创建用于初始化数据库表的函数，可在 FastAPI 的 lifespan 中调用：

# pkg/database/__init__.py
from .rdb import Base, db_engine


async def init_tables() -> None:
    async with db_engine.begin() as conn:
        await conn.run_sync(Base.metadata.create_all)


async def drop_tables() -> None:
    async with db_engine.begin() as conn:
        await conn.run_sync(Base.metadata.drop_all)

对 scheduler_logs 表的访问进行了封装：

# pkg/scheduler/services.py
from collections.abc import Sequence
from datetime import datetime, timedelta, timezone

from sqlalchemy import delete, select

from pkg.database.models.scheduler import LastRunStatus, SchedulerLogs, TaskType
from pkg.database.rdb import async_session


class SchedulerLogsService:
    @classmethod
    async def log_task_execution(
        cls,
        worker_id: str,
        task_name: str,
        task_type: TaskType,
        status: LastRunStatus,
        error: str = "",
    ) -> bool:
        try:
            async with async_session() as session:
                async with session.begin():
                    log_entry = SchedulerLogs(
                        worker_id=worker_id,
                        task_name=task_name,
                        task_type=task_type,
                        status=status,
                        error_message=error,
                        created_at=datetime.now(timezone.utc),
                    )
                    session.add(log_entry)
                    return True
        except Exception as e:
            return False

    @classmethod
    async def list_task_logs(
        cls,
        task_name: str = "",
        task_type: TaskType | None = None,
        limit: int = 10,
        offset: int = 0,
    ) -> Sequence[SchedulerLogs]:
        """列出任务日志

        Args:
            task_name (str, optional): 任务名称. Defaults to "".
            limit (int, optional): 每页数量. Defaults to 10.
            offset (int, optional): 偏移量. Defaults to 0.

        Returns:
            Sequence[SchedulerLogs]: 任务日志列表
        """
        async with async_session() as session:
            stmt = select(SchedulerLogs)
            if task_name:
                stmt = stmt.where(SchedulerLogs.task_name == task_name)
            if task_type:
                stmt = stmt.where(SchedulerLogs.task_type == task_type)
            stmt = (
                stmt.order_by(SchedulerLogs.created_at.desc())
                .limit(limit)
                .offset(offset)
            )
            result = await session.execute(stmt)
            logs = result.scalars().all()
            return logs

    @classmethod
    async def cleanup_old_logs(cls, keep_days: int = 30) -> bool:
        """清理旧日志

        Args:
            keep_days (int, optional): 保留天数. Defaults to 30.

        Returns:
            bool: 是否成功清理日志
        """
        async with async_session() as session:
            async with session.begin():
                stmt = delete(SchedulerLogs).where(
                    SchedulerLogs.created_at
                    < datetime.now(timezone.utc) - timedelta(days=keep_days)
                )
                result = await session.execute(stmt)
                return result.rowcount > 0  # type: ignore

定时任务调度器实现

分布式锁机制

首先实现基于数据库的分布式锁。
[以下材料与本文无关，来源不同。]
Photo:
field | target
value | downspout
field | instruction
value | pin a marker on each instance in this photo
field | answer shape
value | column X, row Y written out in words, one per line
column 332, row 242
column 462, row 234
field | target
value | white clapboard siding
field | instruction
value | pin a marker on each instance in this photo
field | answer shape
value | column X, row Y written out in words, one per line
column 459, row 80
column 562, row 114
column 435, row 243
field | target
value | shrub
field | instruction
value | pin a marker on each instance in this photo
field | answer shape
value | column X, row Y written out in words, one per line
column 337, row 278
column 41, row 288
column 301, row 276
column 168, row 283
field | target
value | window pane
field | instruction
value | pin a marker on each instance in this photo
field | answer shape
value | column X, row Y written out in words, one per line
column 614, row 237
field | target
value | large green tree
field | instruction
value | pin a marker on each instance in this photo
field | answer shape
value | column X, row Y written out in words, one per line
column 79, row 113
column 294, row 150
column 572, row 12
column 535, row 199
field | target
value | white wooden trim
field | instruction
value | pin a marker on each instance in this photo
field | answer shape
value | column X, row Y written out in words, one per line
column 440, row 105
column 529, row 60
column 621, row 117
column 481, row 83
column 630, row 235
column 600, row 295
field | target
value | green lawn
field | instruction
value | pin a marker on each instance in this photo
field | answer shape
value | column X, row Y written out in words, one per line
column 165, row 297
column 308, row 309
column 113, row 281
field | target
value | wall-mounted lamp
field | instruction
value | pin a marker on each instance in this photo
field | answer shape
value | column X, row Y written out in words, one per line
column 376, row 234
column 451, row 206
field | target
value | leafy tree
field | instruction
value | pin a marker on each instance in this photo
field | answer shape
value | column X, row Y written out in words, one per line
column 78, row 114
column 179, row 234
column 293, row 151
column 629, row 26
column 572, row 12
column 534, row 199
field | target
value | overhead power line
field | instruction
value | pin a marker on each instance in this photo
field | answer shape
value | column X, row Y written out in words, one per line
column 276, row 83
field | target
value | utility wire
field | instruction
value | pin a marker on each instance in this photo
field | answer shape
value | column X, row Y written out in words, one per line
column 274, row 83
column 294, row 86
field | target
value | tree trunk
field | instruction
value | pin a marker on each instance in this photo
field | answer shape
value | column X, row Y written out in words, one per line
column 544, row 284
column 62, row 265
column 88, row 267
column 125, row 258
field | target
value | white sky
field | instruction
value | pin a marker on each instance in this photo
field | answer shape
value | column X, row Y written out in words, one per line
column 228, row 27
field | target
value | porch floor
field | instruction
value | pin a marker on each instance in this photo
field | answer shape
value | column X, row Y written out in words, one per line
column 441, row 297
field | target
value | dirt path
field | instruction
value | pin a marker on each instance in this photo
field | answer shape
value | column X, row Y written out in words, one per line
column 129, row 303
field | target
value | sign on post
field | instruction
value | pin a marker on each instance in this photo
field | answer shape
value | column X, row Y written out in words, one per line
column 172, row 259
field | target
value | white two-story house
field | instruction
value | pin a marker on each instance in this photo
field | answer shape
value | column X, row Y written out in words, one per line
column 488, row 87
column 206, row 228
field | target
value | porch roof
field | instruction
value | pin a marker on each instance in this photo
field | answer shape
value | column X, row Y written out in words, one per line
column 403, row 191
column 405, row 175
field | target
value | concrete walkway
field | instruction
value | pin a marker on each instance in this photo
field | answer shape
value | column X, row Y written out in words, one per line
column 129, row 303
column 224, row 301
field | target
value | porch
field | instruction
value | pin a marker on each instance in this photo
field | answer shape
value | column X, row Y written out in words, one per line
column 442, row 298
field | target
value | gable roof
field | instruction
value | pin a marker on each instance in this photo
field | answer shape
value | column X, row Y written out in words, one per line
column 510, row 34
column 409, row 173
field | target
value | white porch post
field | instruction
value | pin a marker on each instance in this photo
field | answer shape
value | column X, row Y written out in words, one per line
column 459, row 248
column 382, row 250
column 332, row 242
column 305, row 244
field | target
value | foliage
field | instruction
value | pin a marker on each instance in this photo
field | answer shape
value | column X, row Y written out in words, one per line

理想情况下，可以先定义一个抽象基类 DistributedLock，包含 acquire 和 release 抽象方法，然后根据不同的锁实现（如 DistributedDBLock、DistributedFileLock、DistributedRedisLock）提供具体实现。这样可以根据实际业务场景灵活选择锁的实现方式。

# pkg/scheduler/lock_manager.py
import uuid
from contextlib import asynccontextmanager
from datetime import datetime, timedelta, timezone
from typing import Optional

from sqlalchemy import delete, select, update
from sqlalchemy.exc import IntegrityError

from pkg.database.models.scheduler import TaskLock
from pkg.database.rdb import async_session
from pkg.log import logger


class DistributedDBLock:
    def __init__(self, lock_time: int = 30):
        self.lock_time = lock_time
        self.worker_id = str(uuid.uuid4())

    async def acquire(self, task_name: str) -> bool:
        """获取锁"""
        now = datetime.now(tz=timezone.utc)
        expired_at = now + timedelta(seconds=self.lock_time)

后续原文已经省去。